I highly recommend the latest version, but be warned that it's subtler than prior versions of Z-14. If you were a fan of Z-14's formula from roughly ten years back, you'll probably enjoy the newest version quite a bit. This fragrance continues to smell like one of the more natural compositions still on the market, a combination of outdoorsy notes that play off themselves and complement each other beautifully, despite the formula being largely synthetic and dirt-cheap. It's just too bad EA never thought to make this stuff in a perfume concentration, and call it "Z-14 Now Intense." That would probably smell incredible.

3/1/15

New West For Him (Estée Lauder)



I must admit that I've only ever owned and worn the original formula of New West, an ounce of which I purchased for fifteen dollars at a shop in CT. This is one of those "fresh" masculines from the Cool Water era that some bloggers and reviewers consider a watershed cologne, marking a distinct move away from earth tones in masculine and feminine perfumery. The seventies and eighties offered one mossy, woody-herbal composition after another, but by 1988 the Calone molecule was fair game. New West was one of the first fragrances to showcase it, and despite feeling dated, it's a very nice scent.

Advertised as a "Skin Scent for Men," Yves Tanguy's composition features a bright aquatic blast in its top notes, which rapidly sweetens into a mellow, melon-like note. Particularly notable about its performance is how dry and herbal it smells, with a deep, dark, almost incensy artemisia and pine accord reminiscent of the dessicated and super oily pine accord in Yatagan. Tanguy is the nose behind Silences, Jacamo's infamous ultra-green perfume from Yatagan's era, and his handling of bitter herbal notes for Aramis is just as deft. Additional splashes of bay leaf, cedar, sage, and oakmoss tingle and fizz from skin for New West's seven hour duration, with the bay and sage smelling especially pronounced. There's white musk upholding everything, but it supports the cast, and doesn't attempt a star turn. The drydown is brisk, woodsy, and clean: perfume in pastels.

Guy Laroche put their own spin on this type of fragrance in 1993 with Horizon, a somewhat similar scent. Horizon's "gummier," lavender-like aromatics smell a bit different and are a little softer, arguably lacking the clarity of Tanguy's scent. The lavender in Horizon is more prominent, and I like the scent as a whole, but New West smells better to me. Laroche used a unique seaweed note in their scent, giving it a maritime feel that is in equal measure interesting and difficult to wear. I appreciate what Alain Astori was going for when he created it, but I'd sooner recommend New West to anyone seeking an early example of how Calone was used. Lauder's scent is more approachable, and exhibits the work of a superior nose.

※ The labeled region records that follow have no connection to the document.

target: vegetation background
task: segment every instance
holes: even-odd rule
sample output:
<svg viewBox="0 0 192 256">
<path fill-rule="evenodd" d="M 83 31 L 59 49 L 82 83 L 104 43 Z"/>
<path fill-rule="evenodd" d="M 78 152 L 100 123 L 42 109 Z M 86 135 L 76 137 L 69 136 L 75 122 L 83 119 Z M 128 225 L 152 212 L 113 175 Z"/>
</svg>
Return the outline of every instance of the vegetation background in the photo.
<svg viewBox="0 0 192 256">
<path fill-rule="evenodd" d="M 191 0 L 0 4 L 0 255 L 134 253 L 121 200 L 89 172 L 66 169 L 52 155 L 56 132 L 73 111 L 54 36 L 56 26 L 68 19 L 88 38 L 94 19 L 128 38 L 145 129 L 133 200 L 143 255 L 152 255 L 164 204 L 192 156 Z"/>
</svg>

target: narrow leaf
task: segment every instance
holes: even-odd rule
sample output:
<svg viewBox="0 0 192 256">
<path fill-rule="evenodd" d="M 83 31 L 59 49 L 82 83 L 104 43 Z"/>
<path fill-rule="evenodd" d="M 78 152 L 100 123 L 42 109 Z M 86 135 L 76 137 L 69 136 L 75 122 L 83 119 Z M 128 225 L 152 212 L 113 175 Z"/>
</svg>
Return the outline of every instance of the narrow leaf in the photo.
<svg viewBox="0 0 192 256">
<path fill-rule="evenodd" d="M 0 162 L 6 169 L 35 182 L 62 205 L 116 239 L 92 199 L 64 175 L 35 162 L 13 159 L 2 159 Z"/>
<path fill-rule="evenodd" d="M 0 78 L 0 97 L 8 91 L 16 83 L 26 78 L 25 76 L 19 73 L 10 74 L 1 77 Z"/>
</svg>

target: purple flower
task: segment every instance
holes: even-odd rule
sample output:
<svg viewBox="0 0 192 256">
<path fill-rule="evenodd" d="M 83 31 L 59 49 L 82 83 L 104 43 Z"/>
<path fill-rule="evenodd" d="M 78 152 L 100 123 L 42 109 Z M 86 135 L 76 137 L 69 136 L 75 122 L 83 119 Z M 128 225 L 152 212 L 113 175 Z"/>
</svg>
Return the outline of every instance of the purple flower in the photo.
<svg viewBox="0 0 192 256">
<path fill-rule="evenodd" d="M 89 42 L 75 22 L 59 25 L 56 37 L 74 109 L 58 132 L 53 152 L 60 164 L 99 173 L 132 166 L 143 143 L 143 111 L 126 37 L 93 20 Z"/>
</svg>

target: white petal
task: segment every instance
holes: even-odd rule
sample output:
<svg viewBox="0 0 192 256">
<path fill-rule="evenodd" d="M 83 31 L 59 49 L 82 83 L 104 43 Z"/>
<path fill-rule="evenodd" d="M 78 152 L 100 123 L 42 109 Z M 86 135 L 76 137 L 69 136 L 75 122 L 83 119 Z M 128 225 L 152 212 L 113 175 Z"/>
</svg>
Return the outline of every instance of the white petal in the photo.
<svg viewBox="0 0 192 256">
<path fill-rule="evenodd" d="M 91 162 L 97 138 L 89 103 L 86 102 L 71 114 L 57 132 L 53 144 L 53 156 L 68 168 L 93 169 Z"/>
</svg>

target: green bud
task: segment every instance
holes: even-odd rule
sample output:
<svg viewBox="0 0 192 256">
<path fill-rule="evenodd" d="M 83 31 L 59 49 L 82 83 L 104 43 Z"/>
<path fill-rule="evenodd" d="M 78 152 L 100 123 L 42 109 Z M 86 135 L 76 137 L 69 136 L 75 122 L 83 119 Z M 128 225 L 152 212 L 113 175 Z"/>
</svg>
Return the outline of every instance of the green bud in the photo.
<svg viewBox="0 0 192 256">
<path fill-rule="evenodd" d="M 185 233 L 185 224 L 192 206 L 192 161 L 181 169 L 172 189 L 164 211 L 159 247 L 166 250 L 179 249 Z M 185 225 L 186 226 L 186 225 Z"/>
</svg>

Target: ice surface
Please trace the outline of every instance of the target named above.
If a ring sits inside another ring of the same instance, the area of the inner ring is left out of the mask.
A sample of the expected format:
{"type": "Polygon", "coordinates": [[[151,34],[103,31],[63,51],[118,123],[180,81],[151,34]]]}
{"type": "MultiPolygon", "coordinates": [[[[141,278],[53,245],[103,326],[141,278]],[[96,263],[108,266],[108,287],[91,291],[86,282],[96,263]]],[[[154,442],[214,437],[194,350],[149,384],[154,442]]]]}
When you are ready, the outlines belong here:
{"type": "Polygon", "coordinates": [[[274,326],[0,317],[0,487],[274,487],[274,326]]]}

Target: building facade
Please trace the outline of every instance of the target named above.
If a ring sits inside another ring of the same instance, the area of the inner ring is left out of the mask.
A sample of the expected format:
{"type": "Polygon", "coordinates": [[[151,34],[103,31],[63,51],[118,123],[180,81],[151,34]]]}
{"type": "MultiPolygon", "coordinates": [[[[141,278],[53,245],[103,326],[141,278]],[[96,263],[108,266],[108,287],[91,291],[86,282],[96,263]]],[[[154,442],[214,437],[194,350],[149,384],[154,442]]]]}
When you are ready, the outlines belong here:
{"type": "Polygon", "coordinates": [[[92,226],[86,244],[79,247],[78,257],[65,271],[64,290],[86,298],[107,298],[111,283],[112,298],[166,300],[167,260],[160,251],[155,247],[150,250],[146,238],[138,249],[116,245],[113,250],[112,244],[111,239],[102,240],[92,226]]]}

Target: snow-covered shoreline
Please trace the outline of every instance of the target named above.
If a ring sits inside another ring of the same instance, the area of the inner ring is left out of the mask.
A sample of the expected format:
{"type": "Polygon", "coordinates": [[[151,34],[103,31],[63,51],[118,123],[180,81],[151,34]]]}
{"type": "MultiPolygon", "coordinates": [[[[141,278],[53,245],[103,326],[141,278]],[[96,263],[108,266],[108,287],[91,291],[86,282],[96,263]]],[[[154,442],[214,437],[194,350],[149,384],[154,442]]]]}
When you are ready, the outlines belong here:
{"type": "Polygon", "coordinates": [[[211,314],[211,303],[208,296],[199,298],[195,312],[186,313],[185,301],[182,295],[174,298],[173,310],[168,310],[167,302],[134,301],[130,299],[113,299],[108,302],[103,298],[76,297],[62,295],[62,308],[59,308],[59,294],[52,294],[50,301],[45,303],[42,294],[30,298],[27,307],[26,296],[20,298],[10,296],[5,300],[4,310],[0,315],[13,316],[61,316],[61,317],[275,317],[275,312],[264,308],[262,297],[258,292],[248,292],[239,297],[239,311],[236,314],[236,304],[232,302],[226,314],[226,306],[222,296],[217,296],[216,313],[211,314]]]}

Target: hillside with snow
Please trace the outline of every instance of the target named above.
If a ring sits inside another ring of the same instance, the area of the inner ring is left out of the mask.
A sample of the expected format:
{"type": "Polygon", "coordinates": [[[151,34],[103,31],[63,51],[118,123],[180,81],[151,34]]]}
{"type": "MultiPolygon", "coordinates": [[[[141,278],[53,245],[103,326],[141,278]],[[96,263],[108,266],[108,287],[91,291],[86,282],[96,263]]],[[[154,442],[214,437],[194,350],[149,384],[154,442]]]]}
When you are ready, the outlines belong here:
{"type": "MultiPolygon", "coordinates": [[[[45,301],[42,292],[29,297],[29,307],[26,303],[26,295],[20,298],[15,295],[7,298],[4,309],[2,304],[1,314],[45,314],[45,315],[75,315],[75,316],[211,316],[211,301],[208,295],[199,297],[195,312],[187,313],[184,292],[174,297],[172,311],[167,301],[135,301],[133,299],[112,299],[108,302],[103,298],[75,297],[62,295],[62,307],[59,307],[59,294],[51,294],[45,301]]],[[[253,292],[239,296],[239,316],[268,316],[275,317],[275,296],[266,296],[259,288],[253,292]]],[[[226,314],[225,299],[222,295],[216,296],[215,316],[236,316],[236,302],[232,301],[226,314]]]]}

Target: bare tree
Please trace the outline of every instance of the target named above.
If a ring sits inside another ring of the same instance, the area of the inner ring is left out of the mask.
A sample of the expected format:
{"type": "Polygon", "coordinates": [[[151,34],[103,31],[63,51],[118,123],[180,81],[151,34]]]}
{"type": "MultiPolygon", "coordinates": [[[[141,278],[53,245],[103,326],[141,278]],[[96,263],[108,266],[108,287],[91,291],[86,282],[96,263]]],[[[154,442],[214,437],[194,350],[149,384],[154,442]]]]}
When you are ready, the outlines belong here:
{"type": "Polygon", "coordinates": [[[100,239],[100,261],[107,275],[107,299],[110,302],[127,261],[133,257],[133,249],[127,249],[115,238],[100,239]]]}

Another scent New West is similar to is Krizia Uomo, although Krizia doesn't really have the same focus on artemisia and bay. Nevertheless, with New West it often feels like I'm wearing Krizia with dihydromyrcenol and Calone slopped all over it. I'd rather just enjoy notes of ambery pine, castoreum, labdanum, and cedar without all the synthetic harshness, but that's just me.

Truth be told, I don't reach for this one all that often. It is far stronger than a "skin scent," the heady bay note dates it, and Cool Water uses a smidgen dose of Calone to far greater effect, smelling fresher and more modern. I have no idea when the round blue bottle formula was discontinued (I'm guessing mine is about fifteen years old), and can't say if the new formula is much different, but if you're interested in herbal proto-aquatics, New West bears checking out.